考虑以下data.csv:
"1", "2", "3", "4"
"5", "6", "7", "8"
"9","10","11","12"
"13","14","15","16"
"17","18","19","20"
"21","22","23","24"
"25","26","27","28"
"29","30","31","32"
"33","34","35","36"
实际上,行和列的长度要长得多,但原则保持不变。
我需要一种方法来读取csv文件,删除引号并将每3个连续的行连接起来以格式化以下输出:
1,2,3,4,5,6,7,8,9,10,11,12
13,14,15,16,17,18,19,20,21,22,23,24
25,26,27,28,29,30,31,32,33,34,35,36
我现在有:
$path = "data.csv";
$row = 0;
$newrow = 0;
$newrows = array();
if (($handle = fopen($path, "r")) !== FALSE) {
while (($data = fgetcsv($handle, 1000, ",")) !== FALSE) {
$newrows[$newrow] = implode("," $data);
if ($row % 3) $newrow++;
$row++;
}
fclose($handle);
}
我要做的是创建一个阵列" newrows" (见下文)其中数据被添加到当前新行,而$ row不能被3
分开$newrows = array (
[0] = "1,2,3,4,5,6,7,8,9,10,11,12",
[1] = "13,14,15,16,17,18,19,20,21,22,23,24",
[2] = "25,26,27,28,29,30,31,32,33,34,35,36"
)
我的代码显然不起作用,但我很困惑如何继续。

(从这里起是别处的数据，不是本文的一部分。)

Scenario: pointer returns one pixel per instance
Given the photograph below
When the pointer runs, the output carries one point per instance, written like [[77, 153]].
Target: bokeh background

你知道吗?非常感谢任何帮助: - )
edit
我似乎犯了一个错误。输出不应该是#34;连接每组3行"而是#34;连接第三行",所以:
然后输出将是一个数组:
array (
[0] => 1,2,3,4,13,14,15,16,25,26,27,28
[1] => 5,6,7,8,17,18,19,20,29,30,31,32
[2] => 9,10,11,12,21,22,23,24,33,34,35,36
)
我尝试了这个,但它连接不正确:
$path = "data.csv";
$row = 1;
if (($handle = fopen($path, "r")) !== FALSE) {
while (($data = fgetcsv($handle, 1000, ",")) !== FALSE) {
for ($i = 1; $i <= 3; $i++) {
if ($row % $i == 0) $newrows[$i] .= implode(",", $data);
}
$row++;
}
}
print_r($newrows);
Array (
[1] => 1,2,3,45,6,7,89,10,11,1213,14,15,1617,18,19,2021,22,23,2425,26,27,2829,30,31,3233,34,35,36
[2] => 5,6,7,813,14,15,1621,22,23,2429,30,31,32
[3] => 9,10,11,1221,22,23,2433,34,35,36
)
P.S。实际上,csv要大得多,我需要将每第147行连接到前一个第147行,但原理与我猜的相同。
答案 0 :(得分:4)
你的while循环需要一些工作:
$newrow = 0; $row = 1;
while (($data = fgetcsv($handle, 1000, ",")) !== FALSE) {
if( !isset( $newrows[$newrow])) $newrows[$newrow] = '';
$newrows[$newrow] .= implode(",", $data);
if ($row % 3 == 0) {
$newrow++;
} else {
$newrows[$newrow] .= ', ';
}
$row++;
}
值得注意的变化:
$row
现在从1开始,因此前三次迭代将映射到同一条目。$newrows[$newrow] = '';
已正确初始化。$row % 3
与== 0
进行比较,后者确定我们是否正确地位于每个第三行的末尾。$newrows[$newrow]
设置为.= implode(",", $data);
,它会不断地将行连接在一起。否则,只有最后一次迭代将保留在原始代码中。